For more than a decade, French rap has been the voice of the banlieues, the poor suburbs, and it has long been full of warnings of violence to come in those areas. The tensions — and the musical culture — of these estates were briefly brought to international attention by the 1996 film La Haine (“Hate”), but it is the hip hop world that has kept the issues uppermost in the minds of French youth.

French hip hop is very different from its UK counterpart. The flowing, expressive tones of the language give it a clear identity within the world of rap, whereas British rappers struggle to differentiate themselves from Americans.

Also, with an irony that must make the French government wince, the music gained an incalculable boost from legislation introduced in 1994 to “protect the French language”. This enforced quotas on all radio stations, obliging them to play at least 40 per cent Francophone music.

As a result, home-grown rappers found that they received as much of a platform as megastar American acts. Their music is now massive, with an act that sells fewer than 100,000 records considered “underground” — even high-profile British rappers would be thrilled to shift 20,000 units.
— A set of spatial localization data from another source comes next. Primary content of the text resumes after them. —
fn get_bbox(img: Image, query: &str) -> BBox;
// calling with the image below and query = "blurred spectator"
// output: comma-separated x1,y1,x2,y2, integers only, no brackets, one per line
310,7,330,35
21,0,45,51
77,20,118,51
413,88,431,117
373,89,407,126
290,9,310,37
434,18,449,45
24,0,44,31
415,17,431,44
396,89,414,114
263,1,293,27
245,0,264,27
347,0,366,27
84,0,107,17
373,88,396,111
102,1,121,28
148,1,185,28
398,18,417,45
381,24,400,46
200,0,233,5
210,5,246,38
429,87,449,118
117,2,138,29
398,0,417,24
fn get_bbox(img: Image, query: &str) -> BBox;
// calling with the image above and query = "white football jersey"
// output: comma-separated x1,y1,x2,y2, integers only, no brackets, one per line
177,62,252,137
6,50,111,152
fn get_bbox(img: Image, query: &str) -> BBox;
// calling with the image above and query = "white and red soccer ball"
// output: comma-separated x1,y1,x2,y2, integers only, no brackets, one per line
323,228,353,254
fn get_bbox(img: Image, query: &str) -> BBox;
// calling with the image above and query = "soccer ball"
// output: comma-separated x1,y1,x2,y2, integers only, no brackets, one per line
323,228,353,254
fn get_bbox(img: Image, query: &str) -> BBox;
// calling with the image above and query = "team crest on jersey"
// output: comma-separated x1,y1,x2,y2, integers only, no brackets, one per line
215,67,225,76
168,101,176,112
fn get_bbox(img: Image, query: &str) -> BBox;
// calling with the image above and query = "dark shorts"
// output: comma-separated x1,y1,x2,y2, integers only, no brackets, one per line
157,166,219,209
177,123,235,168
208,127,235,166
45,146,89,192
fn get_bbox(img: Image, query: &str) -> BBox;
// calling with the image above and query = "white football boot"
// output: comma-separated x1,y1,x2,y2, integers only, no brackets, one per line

Laws designed to protect the “French identity” thus helped create a movement which is now seen as a threat to that identity. Artists have been prosecuted for “dangerous” or obscene lyrics, especially in the south, where Jean-Marie Le Pen’s Front National is strongest.

There has been anger in the French rap world that the equally contentious novels of Michel Houellebecq, which depict banlieue residents as rapacious animals, not only go uncensored but are considered a great French cultural export. The 200 MPs, by contrast, have accused the rap world of causing the recent riots, forcing Prime Minister Dominique de Villepin to state that the government is not anti-hip hop.

The French rap scene is varied, but universally politicised. From the melodic, philosophical approach of internationally known stars such as MC Solaar and Saian Super Crew, through the avowedly leftist Assassin, the fierce Islamic discipline of Rohff and the cold gangsta style of Booba (“the French 50 Cent”), every act has its own take on the poverty and segregation of the banlieues.

“You’d be hard-pressed to find a crew worth its salt which hasn’t been warning of the volatility and violence of the suburbs,” says Rupert Davies of Virgin Records, who has lived in Paris and written academic studies on the roots of French hip hop.

“But it’s not a racial or religious thing, however much it might be presented as such in the media outside France. It’s entirely about poverty.

“The scene is as much white French and Jewish kids as it is North Africans and Arabs. All of them feel as if they’re not truly French, as if they’re excluded from the cities — and in many ways they are. The way the suburbs are separated from the ‘nice’ areas is like nothing you can imagine in a British city.”

It is hip hop that gives those disenfranchised places a platform: now, the French state is having to deal with the voices that it has itself promoted.